Wednesday, 23 May 2012

Challenge Excepted: Norway

First of the Scandinavian films, its Troll Hunter from Norway.

When this film first came out, it was made a big deal of. It got good reviews at home and abroad and as the poster says was 'pretty damn spectacular'. 

Set up like how 'The Blair Witch Project' was, found tapes, no one knows where the filmmakers are, ends on a cliffhanger type of film. At first it follows three University students making a basic documentary, following a suspected bear poacher through Western Norway. They follow him to various camp sites and wait for him to emerge. These places are also spots where illegally slain bears have been found, but hunters and locals are confused because the tracks don't look like bear tracks, it looks like the bears have just been dumped.

The filmmakers finally catch up with this suspected poacher and successfully follow him one night. They follow him into the woods and hear strange sounds and noises. Then suddenly he comes running out of the trees shouting 'TROOOOLLLL!!'. This is first moment when we and the filmmakers realise that this is not your average hunter and prey.

The film continues in this way. The Filmmakers join the Troll Hunter on various missions and along the way we find out about the secret organisation TSS (Troll Security Service) and how they have been keeping an eye on trolls and their movements.

Everything that is laid out in the film feels plausible and matter of fact. I particularly enjoyed the short scene where the Polish company who are responsible for dumping the bears in areas where animals have been eaten, bring the wrong species of bear. They bring a Russian one instead of a Scandinavian one and claim no on will know the difference. One scene later, a news reporter points out this error and confusion.

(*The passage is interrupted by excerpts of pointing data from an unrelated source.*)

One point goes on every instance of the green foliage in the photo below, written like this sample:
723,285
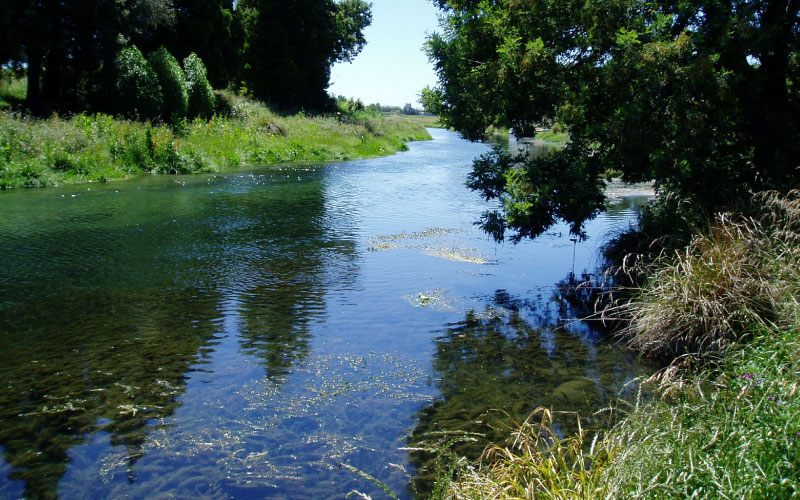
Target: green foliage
98,147
213,30
723,429
291,47
139,92
201,95
172,82
678,92
531,194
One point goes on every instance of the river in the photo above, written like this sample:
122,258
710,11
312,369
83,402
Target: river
241,335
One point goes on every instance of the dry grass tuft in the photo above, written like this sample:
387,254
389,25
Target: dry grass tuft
710,295
536,464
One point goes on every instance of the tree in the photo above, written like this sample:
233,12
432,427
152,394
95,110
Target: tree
137,85
213,30
172,82
201,95
67,46
291,46
699,95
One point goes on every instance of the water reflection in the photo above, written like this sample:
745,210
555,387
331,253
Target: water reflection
498,364
65,383
109,302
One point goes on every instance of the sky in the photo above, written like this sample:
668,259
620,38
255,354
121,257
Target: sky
392,69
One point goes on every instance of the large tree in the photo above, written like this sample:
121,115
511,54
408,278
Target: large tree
212,29
66,44
291,46
699,95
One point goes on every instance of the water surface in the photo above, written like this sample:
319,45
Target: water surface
241,335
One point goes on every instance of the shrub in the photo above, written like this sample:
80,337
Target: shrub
201,95
172,82
139,93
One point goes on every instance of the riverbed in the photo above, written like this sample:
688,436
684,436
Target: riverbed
244,335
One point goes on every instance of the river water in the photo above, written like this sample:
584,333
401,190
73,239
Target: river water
242,335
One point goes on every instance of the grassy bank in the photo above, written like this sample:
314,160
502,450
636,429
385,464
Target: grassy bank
724,421
42,152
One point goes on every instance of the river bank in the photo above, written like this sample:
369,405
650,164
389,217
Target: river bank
723,422
90,148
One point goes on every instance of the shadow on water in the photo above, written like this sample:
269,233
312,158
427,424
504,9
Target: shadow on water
110,302
65,382
499,364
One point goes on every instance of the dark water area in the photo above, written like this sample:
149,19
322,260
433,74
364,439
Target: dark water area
241,335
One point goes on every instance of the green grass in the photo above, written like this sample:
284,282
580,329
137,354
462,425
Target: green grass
723,420
43,152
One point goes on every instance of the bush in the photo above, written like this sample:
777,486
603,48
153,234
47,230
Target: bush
139,93
201,95
172,82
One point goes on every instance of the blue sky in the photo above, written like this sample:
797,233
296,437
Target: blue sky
392,69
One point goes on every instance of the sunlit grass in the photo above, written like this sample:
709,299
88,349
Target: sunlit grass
41,152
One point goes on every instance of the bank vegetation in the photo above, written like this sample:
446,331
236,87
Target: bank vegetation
241,132
722,419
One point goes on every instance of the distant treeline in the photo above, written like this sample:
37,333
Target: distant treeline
357,105
85,55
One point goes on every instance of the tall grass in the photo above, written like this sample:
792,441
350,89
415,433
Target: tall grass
535,464
724,419
41,152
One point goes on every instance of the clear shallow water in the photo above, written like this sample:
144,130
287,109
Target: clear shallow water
241,335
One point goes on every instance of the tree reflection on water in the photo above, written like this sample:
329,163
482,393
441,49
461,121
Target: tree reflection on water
498,365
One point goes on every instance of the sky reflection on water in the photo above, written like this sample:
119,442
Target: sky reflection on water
240,335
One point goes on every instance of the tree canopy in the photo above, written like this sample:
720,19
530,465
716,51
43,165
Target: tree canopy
291,47
700,96
282,50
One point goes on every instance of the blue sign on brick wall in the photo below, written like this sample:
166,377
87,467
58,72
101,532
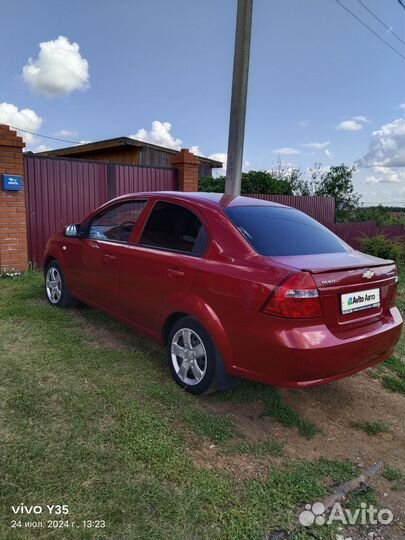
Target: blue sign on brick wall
12,182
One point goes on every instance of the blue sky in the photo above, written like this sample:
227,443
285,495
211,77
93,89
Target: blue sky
313,68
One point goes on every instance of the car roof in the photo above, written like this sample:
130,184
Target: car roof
210,199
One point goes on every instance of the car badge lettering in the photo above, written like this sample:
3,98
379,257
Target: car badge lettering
328,281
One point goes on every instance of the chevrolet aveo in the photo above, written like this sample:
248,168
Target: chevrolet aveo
232,286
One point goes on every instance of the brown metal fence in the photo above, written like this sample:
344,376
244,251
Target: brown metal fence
63,191
320,208
353,233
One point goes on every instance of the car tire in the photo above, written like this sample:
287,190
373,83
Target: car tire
192,356
56,289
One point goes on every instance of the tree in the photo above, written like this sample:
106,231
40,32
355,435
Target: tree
337,182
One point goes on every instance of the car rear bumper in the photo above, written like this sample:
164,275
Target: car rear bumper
309,355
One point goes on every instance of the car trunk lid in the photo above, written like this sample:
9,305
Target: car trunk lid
354,288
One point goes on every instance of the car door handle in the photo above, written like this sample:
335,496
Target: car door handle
109,258
175,272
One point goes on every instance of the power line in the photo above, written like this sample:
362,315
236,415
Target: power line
370,29
381,21
45,136
401,3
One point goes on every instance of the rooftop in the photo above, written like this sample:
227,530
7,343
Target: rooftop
115,143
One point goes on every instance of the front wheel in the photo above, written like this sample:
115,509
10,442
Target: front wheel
192,356
56,290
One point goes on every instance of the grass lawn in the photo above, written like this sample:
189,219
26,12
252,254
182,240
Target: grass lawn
99,426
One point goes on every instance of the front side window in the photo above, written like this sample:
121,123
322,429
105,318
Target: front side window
278,231
116,223
173,227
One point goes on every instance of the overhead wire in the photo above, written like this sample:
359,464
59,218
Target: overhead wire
381,21
370,29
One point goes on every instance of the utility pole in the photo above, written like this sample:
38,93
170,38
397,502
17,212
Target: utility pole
239,95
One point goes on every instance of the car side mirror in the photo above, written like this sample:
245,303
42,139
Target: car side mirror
72,231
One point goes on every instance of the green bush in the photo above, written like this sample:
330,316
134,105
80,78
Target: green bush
380,246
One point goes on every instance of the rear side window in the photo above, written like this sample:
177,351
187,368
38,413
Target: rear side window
275,231
175,228
117,222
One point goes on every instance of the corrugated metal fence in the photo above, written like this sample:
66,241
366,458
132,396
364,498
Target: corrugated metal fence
320,208
63,191
352,233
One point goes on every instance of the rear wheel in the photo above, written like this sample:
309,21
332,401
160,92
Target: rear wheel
192,356
56,290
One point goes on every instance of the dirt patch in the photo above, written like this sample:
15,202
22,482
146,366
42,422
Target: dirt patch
208,456
334,408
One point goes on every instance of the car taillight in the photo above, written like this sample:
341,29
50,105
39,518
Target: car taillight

The story is slow and doesn't go over the top with troll sightings or action scenes. The characters are interesting, especially the Troll Hunter, Hans, himself.  Well known Norwegian comedian, Otto Jespersen plays the title role and although his expression hardly changes, he is still so fascinating to watch and listen to.

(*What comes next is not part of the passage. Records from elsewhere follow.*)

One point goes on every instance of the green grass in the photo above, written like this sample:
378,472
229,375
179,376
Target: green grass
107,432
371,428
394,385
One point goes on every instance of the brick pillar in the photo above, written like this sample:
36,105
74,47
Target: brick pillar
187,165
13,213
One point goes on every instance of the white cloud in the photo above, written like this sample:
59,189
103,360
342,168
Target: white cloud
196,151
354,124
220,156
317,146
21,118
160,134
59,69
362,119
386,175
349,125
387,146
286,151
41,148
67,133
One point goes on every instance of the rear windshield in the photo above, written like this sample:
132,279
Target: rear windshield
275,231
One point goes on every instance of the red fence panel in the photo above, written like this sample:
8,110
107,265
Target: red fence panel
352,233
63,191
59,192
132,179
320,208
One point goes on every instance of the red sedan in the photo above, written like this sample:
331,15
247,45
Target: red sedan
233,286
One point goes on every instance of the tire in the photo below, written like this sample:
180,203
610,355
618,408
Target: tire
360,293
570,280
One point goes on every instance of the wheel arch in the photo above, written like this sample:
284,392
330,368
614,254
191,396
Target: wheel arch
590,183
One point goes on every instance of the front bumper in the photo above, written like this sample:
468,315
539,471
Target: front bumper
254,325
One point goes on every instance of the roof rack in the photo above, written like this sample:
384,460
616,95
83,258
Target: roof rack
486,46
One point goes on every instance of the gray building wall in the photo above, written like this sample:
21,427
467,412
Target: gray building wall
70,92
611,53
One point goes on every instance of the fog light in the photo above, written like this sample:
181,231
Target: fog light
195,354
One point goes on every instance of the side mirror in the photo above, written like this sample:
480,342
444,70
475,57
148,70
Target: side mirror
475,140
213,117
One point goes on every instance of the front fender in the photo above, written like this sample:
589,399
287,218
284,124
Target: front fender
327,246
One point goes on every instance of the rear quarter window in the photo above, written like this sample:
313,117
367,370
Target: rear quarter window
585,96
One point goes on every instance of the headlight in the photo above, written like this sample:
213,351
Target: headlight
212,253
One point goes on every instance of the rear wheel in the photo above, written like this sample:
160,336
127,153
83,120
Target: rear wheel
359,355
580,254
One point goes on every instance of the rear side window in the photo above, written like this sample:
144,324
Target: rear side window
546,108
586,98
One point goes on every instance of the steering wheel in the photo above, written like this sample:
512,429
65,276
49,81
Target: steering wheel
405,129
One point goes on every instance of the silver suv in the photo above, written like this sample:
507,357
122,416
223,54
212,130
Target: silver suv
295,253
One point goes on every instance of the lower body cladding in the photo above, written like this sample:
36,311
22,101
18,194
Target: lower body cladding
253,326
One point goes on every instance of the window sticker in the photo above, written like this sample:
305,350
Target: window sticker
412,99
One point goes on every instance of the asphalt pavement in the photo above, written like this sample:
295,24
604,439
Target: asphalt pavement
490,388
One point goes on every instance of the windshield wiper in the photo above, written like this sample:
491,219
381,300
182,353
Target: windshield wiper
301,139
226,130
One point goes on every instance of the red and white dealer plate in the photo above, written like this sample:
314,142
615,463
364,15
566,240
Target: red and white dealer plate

The fact that the 'mockumentary' and 'found footage' genre is usually used in horror films, it was so refreshing to see something new and exciting on screen. Yes I did get freaked out a few times but who wouldn't when a giant troll is on screen. I saw this as more of a thriller than anything as I was on the edge of my seat.

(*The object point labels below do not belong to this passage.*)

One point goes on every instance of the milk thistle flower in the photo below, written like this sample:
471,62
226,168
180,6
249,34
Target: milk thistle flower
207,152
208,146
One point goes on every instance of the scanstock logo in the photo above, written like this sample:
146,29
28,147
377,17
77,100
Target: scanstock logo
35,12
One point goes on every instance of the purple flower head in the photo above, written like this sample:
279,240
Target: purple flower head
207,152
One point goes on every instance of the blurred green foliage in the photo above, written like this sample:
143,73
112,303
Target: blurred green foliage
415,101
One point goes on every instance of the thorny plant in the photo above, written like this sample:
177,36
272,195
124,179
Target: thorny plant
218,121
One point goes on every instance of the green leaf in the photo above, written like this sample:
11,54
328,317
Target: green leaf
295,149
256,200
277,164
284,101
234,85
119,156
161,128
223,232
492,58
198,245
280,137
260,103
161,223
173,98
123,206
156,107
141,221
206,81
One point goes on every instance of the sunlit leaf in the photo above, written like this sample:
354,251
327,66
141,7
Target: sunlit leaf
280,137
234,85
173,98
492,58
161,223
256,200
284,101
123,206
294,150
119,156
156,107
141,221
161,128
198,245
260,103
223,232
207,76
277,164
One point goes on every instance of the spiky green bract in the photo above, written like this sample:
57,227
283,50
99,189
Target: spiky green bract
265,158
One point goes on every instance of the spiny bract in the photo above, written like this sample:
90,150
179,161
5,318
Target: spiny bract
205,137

Last element of the film I'll mention is the special effects, the trolls were amazing. All the trolls had their obvious own looks and were down in such detail. Another major part of the film were references to folklore and common descriptions such as trolls have tails, can have multiple heads, they eat rocks but love meat, they can smell a Christian man's blood and that they turn to stone upon contact with sunlight. The latter is used frequently in the film as the Troll Hunter uses UV lights to kill the trolls. 

A fantastic film and I urge you to watch it. An exciting thrilling, interesting film that didn't come Hollywood, broaden your minds people.

End Line: A rare stroke of mockumentary genius.